L'auteur décrit avec une grande subtilité le regard si particulier qu'une intelligence aiguisée porte sur le monde, un regard terriblement lucide et honnête face aux faux-semblants et à l'hypocrisie ambiante dans lesquels évoluent tant bien que mal nos deux protagonistes: Paloma et Renée.
Le personnage de Paloma me semble tout particulièrement intéressant dans la mesure où il agit tel un miroir reflétant les failles et les limites de son entourage tout en mettant en exergue les jeux de rôles que chacun semble jouer avec une certaine suffisance. Par son extrême précision, son regard objectif et ses prises de positions « dérangeantes » car empreintes d’une intransigeante vérité, elle brise les codes sociaux d’une microsociété bien-pensante et suscite hostilité, rejet et incompréhension.
Paradoxalement, les autres habitants du 7 rue de Grenelle semblent aveuglés dans leurs rôles sociaux, se mentant à eux-mêmes quant à leurs propres faiblesses qu’ils préfèrent nier en rejetant la faute sur l’esprit libre qu’incarne Paloma : une mère névrosée bourrée aux anxiolytiques et antidépresseurs se complaisant dans son mal-être et transposant sur sa fille l’existence d’un problème inexistant, une sœur présentant tous les apparats d’une élite intellectuelle et pourtant incapable de penser par elle-même tout en étant ridiculeusement dépendante du regard des autres, un père lucide et brillant mais démissionnaire et reprochant implicitement à sa fille son refus d’accepter une société imperfectible.

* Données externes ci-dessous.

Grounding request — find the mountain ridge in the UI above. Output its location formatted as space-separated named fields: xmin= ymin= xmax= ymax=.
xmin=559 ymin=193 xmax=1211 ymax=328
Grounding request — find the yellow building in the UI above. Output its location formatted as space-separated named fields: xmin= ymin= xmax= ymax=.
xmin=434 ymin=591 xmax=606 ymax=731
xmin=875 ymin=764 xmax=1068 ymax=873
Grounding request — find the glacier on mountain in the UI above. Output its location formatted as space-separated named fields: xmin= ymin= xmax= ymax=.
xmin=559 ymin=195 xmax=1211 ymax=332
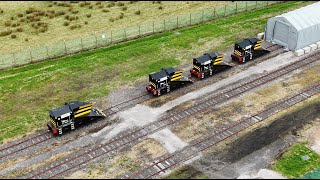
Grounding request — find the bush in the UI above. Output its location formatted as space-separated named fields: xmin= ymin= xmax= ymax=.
xmin=16 ymin=27 xmax=23 ymax=32
xmin=17 ymin=13 xmax=23 ymax=17
xmin=117 ymin=2 xmax=124 ymax=6
xmin=0 ymin=29 xmax=12 ymax=36
xmin=134 ymin=10 xmax=141 ymax=15
xmin=119 ymin=13 xmax=124 ymax=19
xmin=4 ymin=21 xmax=11 ymax=27
xmin=63 ymin=21 xmax=69 ymax=26
xmin=11 ymin=34 xmax=17 ymax=39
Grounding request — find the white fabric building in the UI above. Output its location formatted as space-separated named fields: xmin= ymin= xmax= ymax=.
xmin=265 ymin=2 xmax=320 ymax=50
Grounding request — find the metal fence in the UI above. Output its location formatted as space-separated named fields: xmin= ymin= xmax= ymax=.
xmin=0 ymin=1 xmax=285 ymax=69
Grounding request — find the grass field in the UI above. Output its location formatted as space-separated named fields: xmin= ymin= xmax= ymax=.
xmin=0 ymin=1 xmax=311 ymax=142
xmin=273 ymin=143 xmax=320 ymax=179
xmin=0 ymin=1 xmax=232 ymax=53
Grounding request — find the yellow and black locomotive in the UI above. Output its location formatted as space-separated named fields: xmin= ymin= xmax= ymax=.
xmin=146 ymin=67 xmax=192 ymax=96
xmin=47 ymin=101 xmax=105 ymax=135
xmin=231 ymin=38 xmax=269 ymax=63
xmin=190 ymin=52 xmax=231 ymax=79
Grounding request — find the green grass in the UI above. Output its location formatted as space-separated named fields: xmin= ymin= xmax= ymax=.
xmin=272 ymin=143 xmax=320 ymax=179
xmin=163 ymin=166 xmax=209 ymax=179
xmin=0 ymin=1 xmax=310 ymax=142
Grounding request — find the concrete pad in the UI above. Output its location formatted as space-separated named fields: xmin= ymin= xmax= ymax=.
xmin=257 ymin=32 xmax=264 ymax=40
xmin=294 ymin=49 xmax=304 ymax=56
xmin=309 ymin=44 xmax=318 ymax=51
xmin=302 ymin=46 xmax=311 ymax=54
xmin=316 ymin=41 xmax=320 ymax=48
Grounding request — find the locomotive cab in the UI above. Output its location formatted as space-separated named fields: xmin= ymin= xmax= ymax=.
xmin=231 ymin=38 xmax=264 ymax=63
xmin=146 ymin=67 xmax=192 ymax=96
xmin=190 ymin=52 xmax=230 ymax=79
xmin=47 ymin=101 xmax=105 ymax=135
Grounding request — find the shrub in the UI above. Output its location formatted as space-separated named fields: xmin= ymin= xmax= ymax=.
xmin=63 ymin=21 xmax=69 ymax=26
xmin=16 ymin=27 xmax=23 ymax=32
xmin=17 ymin=13 xmax=23 ymax=17
xmin=134 ymin=10 xmax=141 ymax=15
xmin=0 ymin=29 xmax=12 ymax=36
xmin=72 ymin=10 xmax=79 ymax=14
xmin=117 ymin=2 xmax=124 ymax=6
xmin=119 ymin=13 xmax=124 ymax=19
xmin=4 ymin=21 xmax=11 ymax=27
xmin=11 ymin=34 xmax=17 ymax=39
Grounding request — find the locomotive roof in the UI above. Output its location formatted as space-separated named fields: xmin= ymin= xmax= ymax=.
xmin=149 ymin=69 xmax=168 ymax=80
xmin=194 ymin=52 xmax=219 ymax=63
xmin=49 ymin=105 xmax=71 ymax=118
xmin=149 ymin=67 xmax=176 ymax=80
xmin=67 ymin=101 xmax=89 ymax=109
xmin=237 ymin=38 xmax=258 ymax=48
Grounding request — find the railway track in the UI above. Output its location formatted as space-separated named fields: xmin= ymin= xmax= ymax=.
xmin=122 ymin=83 xmax=320 ymax=179
xmin=0 ymin=44 xmax=280 ymax=162
xmin=26 ymin=49 xmax=320 ymax=179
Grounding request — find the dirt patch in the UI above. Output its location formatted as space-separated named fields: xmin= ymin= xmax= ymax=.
xmin=67 ymin=139 xmax=167 ymax=179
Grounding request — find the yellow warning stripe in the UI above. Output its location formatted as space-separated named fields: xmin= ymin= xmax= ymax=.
xmin=171 ymin=76 xmax=182 ymax=81
xmin=149 ymin=81 xmax=157 ymax=89
xmin=174 ymin=70 xmax=183 ymax=74
xmin=79 ymin=104 xmax=93 ymax=109
xmin=50 ymin=117 xmax=57 ymax=128
xmin=74 ymin=109 xmax=91 ymax=118
xmin=171 ymin=73 xmax=182 ymax=78
xmin=193 ymin=65 xmax=200 ymax=71
xmin=213 ymin=61 xmax=222 ymax=65
xmin=76 ymin=106 xmax=92 ymax=114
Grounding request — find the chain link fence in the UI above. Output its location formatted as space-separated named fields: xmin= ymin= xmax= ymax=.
xmin=0 ymin=1 xmax=285 ymax=69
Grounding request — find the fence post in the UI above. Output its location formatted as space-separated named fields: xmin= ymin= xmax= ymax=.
xmin=63 ymin=40 xmax=67 ymax=54
xmin=94 ymin=33 xmax=98 ymax=48
xmin=246 ymin=1 xmax=248 ymax=12
xmin=139 ymin=24 xmax=140 ymax=37
xmin=110 ymin=31 xmax=112 ymax=44
xmin=81 ymin=38 xmax=83 ymax=51
xmin=46 ymin=44 xmax=49 ymax=58
xmin=177 ymin=16 xmax=179 ymax=29
xmin=29 ymin=46 xmax=32 ymax=62
xmin=236 ymin=2 xmax=238 ymax=14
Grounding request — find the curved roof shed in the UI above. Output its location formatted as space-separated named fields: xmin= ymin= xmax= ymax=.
xmin=265 ymin=2 xmax=320 ymax=50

Tels deux aimants, Paloma et Renée se reconnaissent dans leur singularité et trouvent refuge l’une dans l’autre. Au fil de leurs rencontres, que vient enrichir celle de Kakuro, se tisse peu à peu l’espoir que demain puisse offrir un réel intérêt de vivre, Paloma et Renée ayant toutes deux renoncées à leur manière à exister.
Superbe illustration du conte du vilain petit canard, ce livre est particulièrement touchant et met en évidence une terrible vérité, il est difficile d’avoir raison seul. Sans la reconnaissance par les autres de la valeur de nos idées et de nos actes, sans la reconaissance de notre identité, on est condamnés à une forme d’errance, l'homme étant fondamentalement un animal social.